Of course, the size of the database is a consideration here. Many small- to medium-sized enterprises have databases in the 100GB range or smaller. For these it may already be cost effective to move the entire database onto SSD. At the top end of database sizing, Teradata builds systems for the largest organisations in the world: the company has already built a complete SSD data warehouse system.
Many BI applications are intensive readers of data but do not have much necessity to write it. This is because most such systems have a strong bias towards analysis, working with the data already stored in the database by slicing, dicing, mining and displaying it graphically. Happily, the cheaper MLC SSDs are well suited to this type of task.
Planning for SSDs
As RAM has become cheaper it is not uncommon to populate servers with 4, 8, 16 or 32GB of RAM, particularly for database applications. This enables the database to cache significant parts of the data in RAM and given only rotating disks this is a highly effective solution. However RAM is expensive and generates a lot of heat. One effect of using SSD technology is that we can obtain the same or better performance with significantly less heat production. In itself this is not a reason to move into SSDs, but on the other hand the savings in electricity, in disposing of waste heat and saved server room space all serve to offset the initial high cost of SSDs, all of which can improve your TCO.
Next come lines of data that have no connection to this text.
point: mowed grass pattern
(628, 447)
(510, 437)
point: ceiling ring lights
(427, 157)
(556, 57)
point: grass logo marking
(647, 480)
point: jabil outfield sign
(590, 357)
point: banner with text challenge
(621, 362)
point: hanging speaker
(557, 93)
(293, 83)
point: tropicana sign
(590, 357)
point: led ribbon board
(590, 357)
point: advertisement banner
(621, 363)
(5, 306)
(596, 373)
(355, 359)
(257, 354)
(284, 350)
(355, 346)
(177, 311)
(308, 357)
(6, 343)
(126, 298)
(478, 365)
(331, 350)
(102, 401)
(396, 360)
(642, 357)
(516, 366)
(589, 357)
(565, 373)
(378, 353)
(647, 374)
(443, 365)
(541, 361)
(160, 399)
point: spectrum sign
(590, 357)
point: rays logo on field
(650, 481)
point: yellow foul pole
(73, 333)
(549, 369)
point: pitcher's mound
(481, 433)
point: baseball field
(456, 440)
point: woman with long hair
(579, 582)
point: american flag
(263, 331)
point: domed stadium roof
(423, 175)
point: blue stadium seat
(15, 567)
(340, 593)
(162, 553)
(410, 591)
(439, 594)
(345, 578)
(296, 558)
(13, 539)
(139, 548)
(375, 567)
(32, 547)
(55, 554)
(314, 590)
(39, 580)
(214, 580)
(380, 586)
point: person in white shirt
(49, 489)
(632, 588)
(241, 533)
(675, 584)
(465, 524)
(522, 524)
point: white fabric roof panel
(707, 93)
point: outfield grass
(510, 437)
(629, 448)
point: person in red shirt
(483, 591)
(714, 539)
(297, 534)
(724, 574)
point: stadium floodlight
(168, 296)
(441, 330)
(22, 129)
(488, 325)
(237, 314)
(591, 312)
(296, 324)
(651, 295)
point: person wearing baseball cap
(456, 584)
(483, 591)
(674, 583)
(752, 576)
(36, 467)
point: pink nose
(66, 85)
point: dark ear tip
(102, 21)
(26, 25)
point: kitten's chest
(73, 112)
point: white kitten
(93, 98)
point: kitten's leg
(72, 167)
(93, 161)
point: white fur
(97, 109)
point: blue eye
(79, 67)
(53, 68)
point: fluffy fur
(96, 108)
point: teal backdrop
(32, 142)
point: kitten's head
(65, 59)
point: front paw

SSDs are just reaching the cusp point where they become mainstream. Now is the time to take them seriously. For example, suppose you work for an SME with, say, 100GB of data in your BI system or 50GB in an operational system. For about £500 you can essentially guarantee a significant speed increase simply by moving the former to MLC and the latter to SLC. At significantly less than a day’s database tuning consultancy, that has to be a bargain.